The rise in broad money was underpinned by notable increases in both foreign and domestic asset positions:

– Net foreign assets jumped to N26.95 trillion from N24.01 trillion.
– Net domestic assets rose to N102.26 trillion.
– Quasi-money (savings and time deposits) grew to N84.58 trillion.

These developments point to stronger foreign inflows and continued domestic credit creation, even under restrictive monetary conditions.

Policy vs Reality Tension

The liquidity expansion comes shortly after the CBN’s Monetary Policy Committee (MPC) unanimously decided to hold the Monetary Policy Rate at 26.50% during its May meeting. The apex bank has repeatedly emphasised the need to anchor inflation and preserve macroeconomic stability.

However, the persistent growth in monetary aggregates raises questions about the effectiveness of current policy tools in fully sterilising excess liquidity. Analysts suggest that while the high interest rate environment is intended to slow price pressures, other factors  such as improved oil revenues, foreign portfolio inflows, and domestic financial deepening  are counteracting some of these efforts.

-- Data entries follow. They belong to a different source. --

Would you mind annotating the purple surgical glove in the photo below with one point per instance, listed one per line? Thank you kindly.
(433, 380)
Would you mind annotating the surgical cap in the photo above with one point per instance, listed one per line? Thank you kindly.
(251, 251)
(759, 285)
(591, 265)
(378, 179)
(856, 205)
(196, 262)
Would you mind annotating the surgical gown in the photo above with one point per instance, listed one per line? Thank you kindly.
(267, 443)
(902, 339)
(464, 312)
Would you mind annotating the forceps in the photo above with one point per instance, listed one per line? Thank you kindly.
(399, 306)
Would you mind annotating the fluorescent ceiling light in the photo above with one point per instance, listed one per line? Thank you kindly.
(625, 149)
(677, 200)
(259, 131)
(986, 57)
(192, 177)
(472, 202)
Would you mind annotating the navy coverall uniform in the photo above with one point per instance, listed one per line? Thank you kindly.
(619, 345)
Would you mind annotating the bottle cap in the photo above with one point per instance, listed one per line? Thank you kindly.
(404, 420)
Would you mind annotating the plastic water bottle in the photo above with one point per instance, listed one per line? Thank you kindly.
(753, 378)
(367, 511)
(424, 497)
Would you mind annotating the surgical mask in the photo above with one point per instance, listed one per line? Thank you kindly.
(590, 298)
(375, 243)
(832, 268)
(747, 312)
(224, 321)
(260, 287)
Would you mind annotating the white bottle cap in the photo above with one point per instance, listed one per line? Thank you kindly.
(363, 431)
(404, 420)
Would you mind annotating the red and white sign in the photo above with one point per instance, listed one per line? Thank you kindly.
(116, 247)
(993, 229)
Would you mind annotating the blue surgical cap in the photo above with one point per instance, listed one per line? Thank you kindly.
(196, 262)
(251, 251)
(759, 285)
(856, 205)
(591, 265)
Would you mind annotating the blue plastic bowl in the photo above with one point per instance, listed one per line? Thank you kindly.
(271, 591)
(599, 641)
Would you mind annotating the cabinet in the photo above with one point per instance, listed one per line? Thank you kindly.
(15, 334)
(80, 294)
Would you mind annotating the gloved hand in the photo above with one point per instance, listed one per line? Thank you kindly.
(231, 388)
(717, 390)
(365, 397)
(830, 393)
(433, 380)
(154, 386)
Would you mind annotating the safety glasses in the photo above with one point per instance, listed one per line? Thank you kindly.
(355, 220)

Implications for the Economy

For businesses and investors, the rising money supply could signal easier access to credit in certain segments, potentially supporting economic activity and investment. However, if not carefully managed, sustained liquidity growth may complicate the fight against inflation and put renewed pressure on the naira.

The CBN will likely continue monitoring these trends closely in the coming months. The balance between maintaining tight monetary conditions and allowing sufficient liquidity for growth remains one of the biggest challenges facing Nigeria’s economic managers in 2026.

As the economy navigates this delicate phase, the trajectory of broad money supply will serve as a critical barometer for assessing the effectiveness of current policies and the overall health of the financial system.